ErwinKomen / RU-passim

0 stars 0 forks source link

Data - CPPM - Action list for import #710

Open shariboodts opened 9 months ago

shariboodts commented 9 months ago

Actions:

A. Import of authority files (first step):

Every text (Authority file) has an entry, key "seeker_signature" provides under key "id" the identifier for PASSIM authority files and also "sermongold_id" and "equalgold_id".

Key "mapped": false means this authority file is seemingly not present in PASSIM

  1. Import these items as new authority files in PASSIM, remembering to connect to the relevant manuscript from CPPM-data ("manuscripts_uniform.json").

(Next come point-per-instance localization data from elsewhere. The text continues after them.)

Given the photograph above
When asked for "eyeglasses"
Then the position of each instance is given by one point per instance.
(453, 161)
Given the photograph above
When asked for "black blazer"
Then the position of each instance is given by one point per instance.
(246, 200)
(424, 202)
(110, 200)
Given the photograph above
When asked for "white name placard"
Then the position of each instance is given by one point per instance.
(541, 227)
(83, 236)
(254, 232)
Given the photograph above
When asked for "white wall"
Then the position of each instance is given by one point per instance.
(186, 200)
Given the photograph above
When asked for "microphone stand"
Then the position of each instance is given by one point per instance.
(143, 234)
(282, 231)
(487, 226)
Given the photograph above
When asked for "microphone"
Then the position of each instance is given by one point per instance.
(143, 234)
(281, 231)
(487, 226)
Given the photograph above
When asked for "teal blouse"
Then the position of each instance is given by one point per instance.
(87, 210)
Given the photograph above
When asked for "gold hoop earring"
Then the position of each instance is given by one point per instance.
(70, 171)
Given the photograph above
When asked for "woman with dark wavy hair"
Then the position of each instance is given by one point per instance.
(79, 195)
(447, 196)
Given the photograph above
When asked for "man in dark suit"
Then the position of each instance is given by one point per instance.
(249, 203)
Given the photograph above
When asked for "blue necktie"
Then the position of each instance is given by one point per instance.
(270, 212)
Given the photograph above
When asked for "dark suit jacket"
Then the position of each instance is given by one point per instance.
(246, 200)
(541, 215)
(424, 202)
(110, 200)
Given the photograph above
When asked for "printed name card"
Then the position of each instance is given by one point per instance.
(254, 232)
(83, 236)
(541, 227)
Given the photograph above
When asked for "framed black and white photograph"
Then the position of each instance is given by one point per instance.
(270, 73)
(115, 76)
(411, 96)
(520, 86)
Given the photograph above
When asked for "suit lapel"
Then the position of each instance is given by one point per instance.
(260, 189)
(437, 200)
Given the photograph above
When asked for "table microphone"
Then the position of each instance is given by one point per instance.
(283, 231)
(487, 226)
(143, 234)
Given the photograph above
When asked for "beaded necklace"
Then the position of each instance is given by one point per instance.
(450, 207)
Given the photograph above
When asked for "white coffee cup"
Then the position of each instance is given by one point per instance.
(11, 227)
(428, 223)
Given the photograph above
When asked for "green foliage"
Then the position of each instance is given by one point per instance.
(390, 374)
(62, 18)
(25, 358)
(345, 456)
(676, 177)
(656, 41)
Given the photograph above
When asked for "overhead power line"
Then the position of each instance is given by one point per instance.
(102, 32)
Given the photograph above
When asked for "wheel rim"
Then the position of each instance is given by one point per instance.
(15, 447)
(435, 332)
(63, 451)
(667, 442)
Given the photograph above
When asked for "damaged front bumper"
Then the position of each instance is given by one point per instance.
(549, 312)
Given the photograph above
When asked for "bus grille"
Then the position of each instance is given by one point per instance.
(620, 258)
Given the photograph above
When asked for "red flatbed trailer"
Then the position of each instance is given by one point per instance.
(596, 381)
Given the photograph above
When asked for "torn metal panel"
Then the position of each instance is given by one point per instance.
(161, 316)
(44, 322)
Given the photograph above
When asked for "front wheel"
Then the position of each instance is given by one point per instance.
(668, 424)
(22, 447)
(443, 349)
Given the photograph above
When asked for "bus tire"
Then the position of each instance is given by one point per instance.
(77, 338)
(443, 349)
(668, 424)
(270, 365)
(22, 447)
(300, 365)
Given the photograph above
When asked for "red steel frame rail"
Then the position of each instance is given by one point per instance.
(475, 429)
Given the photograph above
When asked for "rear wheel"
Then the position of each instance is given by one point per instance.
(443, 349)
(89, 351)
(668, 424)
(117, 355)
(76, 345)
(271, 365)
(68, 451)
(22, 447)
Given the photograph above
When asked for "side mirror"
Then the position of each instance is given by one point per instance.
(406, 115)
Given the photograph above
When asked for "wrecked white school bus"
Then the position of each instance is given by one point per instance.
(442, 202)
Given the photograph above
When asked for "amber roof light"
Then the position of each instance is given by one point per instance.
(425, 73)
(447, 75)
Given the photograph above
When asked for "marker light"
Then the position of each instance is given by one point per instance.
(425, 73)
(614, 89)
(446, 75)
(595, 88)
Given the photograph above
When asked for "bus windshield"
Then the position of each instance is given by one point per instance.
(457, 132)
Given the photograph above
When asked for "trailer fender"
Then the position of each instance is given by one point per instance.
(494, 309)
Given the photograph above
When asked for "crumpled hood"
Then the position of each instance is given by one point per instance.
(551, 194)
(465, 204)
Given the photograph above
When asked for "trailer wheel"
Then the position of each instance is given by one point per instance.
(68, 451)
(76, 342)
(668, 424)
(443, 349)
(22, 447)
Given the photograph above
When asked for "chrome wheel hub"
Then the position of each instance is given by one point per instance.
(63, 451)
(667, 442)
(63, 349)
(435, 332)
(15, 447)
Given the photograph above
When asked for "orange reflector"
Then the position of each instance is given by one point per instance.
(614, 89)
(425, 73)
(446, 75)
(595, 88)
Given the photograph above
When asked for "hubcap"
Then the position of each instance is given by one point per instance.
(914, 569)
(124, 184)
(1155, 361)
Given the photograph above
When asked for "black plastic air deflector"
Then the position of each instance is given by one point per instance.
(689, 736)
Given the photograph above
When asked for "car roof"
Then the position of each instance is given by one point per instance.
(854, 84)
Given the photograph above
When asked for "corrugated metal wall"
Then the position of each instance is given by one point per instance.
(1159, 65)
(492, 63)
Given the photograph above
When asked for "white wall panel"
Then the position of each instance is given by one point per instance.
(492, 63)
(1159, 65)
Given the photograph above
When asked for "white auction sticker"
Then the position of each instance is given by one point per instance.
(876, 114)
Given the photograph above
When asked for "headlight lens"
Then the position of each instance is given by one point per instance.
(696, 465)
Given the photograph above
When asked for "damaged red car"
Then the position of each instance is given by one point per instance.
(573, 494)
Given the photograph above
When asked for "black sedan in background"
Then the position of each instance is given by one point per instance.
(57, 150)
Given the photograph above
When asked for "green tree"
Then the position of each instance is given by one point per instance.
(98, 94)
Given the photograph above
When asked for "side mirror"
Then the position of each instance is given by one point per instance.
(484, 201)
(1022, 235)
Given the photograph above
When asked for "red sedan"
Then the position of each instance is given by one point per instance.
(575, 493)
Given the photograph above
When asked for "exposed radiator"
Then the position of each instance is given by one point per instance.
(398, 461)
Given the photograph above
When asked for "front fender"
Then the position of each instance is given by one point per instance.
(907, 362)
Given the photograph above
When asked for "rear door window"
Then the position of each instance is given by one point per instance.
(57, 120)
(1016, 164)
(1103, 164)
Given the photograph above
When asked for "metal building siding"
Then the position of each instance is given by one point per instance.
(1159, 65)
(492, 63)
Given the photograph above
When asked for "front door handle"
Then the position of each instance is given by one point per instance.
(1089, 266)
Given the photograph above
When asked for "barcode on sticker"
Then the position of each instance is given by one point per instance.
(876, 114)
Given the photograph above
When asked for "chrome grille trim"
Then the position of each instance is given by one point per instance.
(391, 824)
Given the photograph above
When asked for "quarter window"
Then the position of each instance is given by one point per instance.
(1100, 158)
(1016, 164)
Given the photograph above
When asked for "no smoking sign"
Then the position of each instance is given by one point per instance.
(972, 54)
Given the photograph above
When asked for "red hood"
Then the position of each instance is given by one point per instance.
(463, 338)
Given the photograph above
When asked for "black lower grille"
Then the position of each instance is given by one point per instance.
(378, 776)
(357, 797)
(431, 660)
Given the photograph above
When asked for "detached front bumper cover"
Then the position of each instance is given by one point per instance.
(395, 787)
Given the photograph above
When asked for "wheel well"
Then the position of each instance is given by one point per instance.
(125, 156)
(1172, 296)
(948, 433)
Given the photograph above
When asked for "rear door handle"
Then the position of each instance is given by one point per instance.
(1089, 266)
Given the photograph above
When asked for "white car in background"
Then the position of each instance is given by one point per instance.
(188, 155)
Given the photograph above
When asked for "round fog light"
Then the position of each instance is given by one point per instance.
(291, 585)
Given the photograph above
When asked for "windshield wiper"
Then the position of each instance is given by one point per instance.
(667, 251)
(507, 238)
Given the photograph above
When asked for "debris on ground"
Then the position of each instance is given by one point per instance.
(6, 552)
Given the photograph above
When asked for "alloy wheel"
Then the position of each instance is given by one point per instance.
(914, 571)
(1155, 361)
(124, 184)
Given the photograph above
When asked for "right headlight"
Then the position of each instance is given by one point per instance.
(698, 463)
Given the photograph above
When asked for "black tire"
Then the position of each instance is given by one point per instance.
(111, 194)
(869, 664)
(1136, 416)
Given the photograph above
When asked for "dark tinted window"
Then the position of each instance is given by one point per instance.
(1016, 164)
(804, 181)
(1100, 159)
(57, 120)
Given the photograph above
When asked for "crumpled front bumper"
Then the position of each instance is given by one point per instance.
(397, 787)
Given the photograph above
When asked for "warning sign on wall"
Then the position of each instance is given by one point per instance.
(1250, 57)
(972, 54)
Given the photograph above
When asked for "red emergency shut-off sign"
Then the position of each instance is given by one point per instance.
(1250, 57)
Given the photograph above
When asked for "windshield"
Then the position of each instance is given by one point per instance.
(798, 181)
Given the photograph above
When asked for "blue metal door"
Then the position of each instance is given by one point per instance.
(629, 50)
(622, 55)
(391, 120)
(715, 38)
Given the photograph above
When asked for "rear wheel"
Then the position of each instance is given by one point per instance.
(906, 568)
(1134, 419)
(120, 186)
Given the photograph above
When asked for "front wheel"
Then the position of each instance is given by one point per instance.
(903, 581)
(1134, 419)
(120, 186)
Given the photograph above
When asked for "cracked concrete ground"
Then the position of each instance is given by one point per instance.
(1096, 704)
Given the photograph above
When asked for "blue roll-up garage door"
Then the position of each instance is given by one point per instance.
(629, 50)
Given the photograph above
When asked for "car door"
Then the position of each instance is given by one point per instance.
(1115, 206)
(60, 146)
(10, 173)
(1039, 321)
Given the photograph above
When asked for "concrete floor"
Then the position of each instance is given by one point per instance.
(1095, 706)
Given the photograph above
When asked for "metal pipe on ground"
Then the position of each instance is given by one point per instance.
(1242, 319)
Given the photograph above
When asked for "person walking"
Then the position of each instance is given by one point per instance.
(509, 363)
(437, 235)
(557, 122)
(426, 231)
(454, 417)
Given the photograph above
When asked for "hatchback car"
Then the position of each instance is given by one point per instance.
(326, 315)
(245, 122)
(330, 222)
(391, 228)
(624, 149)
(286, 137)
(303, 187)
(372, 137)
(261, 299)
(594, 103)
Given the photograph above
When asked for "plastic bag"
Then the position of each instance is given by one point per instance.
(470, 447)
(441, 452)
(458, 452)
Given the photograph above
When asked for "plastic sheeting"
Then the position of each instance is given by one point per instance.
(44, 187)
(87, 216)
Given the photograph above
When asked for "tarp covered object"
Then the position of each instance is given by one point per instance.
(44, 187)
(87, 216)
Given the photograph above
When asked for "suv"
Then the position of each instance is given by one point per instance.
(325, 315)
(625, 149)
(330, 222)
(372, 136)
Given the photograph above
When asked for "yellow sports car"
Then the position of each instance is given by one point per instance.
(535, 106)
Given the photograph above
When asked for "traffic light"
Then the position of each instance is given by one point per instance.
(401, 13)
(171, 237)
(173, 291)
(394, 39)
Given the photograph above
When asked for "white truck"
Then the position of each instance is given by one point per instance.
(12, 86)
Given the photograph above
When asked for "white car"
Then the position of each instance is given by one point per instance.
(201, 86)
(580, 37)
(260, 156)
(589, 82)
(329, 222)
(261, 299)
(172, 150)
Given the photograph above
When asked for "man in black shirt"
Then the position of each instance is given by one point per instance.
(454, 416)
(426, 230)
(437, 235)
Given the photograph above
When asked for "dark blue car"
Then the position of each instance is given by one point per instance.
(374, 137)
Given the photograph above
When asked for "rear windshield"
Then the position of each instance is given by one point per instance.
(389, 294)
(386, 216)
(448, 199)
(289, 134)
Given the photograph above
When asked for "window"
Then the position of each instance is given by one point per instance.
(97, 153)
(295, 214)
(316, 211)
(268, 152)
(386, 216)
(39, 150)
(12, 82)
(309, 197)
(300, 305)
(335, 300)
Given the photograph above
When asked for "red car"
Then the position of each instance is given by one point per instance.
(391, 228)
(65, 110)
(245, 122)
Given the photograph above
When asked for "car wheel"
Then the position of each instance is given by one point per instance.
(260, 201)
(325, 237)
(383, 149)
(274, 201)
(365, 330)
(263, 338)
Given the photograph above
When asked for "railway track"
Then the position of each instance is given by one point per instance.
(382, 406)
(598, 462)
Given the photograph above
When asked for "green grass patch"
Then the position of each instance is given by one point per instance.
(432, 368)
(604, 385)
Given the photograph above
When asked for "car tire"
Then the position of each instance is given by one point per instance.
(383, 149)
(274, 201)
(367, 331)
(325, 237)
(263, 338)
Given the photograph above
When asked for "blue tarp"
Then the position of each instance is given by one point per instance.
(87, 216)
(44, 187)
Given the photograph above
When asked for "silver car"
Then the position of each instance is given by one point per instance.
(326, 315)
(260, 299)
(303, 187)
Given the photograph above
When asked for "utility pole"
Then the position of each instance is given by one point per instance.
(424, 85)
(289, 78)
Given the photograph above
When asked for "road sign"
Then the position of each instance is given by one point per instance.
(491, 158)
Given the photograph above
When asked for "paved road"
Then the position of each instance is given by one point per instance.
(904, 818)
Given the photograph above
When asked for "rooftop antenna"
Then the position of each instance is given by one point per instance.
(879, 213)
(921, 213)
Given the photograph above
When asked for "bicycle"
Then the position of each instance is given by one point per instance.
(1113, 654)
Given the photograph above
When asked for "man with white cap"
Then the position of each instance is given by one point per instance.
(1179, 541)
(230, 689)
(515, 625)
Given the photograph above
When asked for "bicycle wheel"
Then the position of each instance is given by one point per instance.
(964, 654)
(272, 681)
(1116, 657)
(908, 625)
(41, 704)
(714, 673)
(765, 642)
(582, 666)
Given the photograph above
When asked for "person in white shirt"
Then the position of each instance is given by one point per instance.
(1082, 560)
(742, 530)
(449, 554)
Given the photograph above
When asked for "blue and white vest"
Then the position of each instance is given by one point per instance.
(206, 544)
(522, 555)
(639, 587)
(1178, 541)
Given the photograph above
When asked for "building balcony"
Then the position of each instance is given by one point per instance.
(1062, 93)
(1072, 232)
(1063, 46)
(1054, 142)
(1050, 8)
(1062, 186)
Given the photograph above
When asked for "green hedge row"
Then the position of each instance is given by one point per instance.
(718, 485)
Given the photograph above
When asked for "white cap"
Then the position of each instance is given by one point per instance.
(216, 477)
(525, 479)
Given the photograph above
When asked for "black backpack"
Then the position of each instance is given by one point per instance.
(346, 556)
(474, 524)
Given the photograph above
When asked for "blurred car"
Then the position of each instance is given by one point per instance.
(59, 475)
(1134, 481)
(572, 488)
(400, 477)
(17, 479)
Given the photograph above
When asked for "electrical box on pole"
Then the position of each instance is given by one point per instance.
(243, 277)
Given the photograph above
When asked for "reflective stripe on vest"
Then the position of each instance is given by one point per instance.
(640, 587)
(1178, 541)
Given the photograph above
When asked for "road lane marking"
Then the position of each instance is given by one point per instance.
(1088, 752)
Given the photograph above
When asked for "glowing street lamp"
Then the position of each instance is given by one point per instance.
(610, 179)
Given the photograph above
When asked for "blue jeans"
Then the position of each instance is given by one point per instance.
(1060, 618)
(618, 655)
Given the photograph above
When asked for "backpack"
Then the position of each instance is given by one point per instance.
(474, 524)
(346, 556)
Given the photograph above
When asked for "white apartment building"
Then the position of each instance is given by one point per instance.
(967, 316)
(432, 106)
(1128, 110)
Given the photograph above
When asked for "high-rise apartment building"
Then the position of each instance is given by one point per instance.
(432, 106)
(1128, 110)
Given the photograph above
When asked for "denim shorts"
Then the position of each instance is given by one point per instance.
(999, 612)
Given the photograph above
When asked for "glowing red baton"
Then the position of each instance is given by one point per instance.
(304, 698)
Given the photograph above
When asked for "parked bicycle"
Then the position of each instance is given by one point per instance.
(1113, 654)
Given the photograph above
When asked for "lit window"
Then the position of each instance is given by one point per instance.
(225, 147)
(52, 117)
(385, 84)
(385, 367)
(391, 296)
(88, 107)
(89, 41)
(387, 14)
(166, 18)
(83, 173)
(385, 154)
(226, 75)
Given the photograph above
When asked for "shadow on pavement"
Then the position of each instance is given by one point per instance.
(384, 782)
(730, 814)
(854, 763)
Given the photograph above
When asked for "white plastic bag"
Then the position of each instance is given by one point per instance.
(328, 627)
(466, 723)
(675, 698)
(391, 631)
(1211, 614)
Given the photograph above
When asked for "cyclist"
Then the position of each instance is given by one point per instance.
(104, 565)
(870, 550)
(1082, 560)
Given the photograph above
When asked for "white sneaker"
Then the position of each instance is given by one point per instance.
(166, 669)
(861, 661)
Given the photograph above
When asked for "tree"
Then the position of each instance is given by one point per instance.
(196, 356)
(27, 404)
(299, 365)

B. Import of manuscript data (second step):

On the basis of "manuscripts_uniform.json" (contains list of entries, each entry equals a manuscript)

key "mapped": false means this manuscript is not present in PASSIM

  1. In PASSIM mapping is provided Library_ID as in PASSIM and name of PASSIM Institution consisting of City + Library
  2. Import these items as new manuscripts in PASSIM, using established connection to Library

C. Connections between the texts: CPPM-data have a lot of links between authority files (third step).

To import these, use key "equality set" (list of numbers to which should be added CPPM I and then number listed in the file). Connections between texts are specified according to fields for link types in PASSIM (e.g. unspecified, uses, etc)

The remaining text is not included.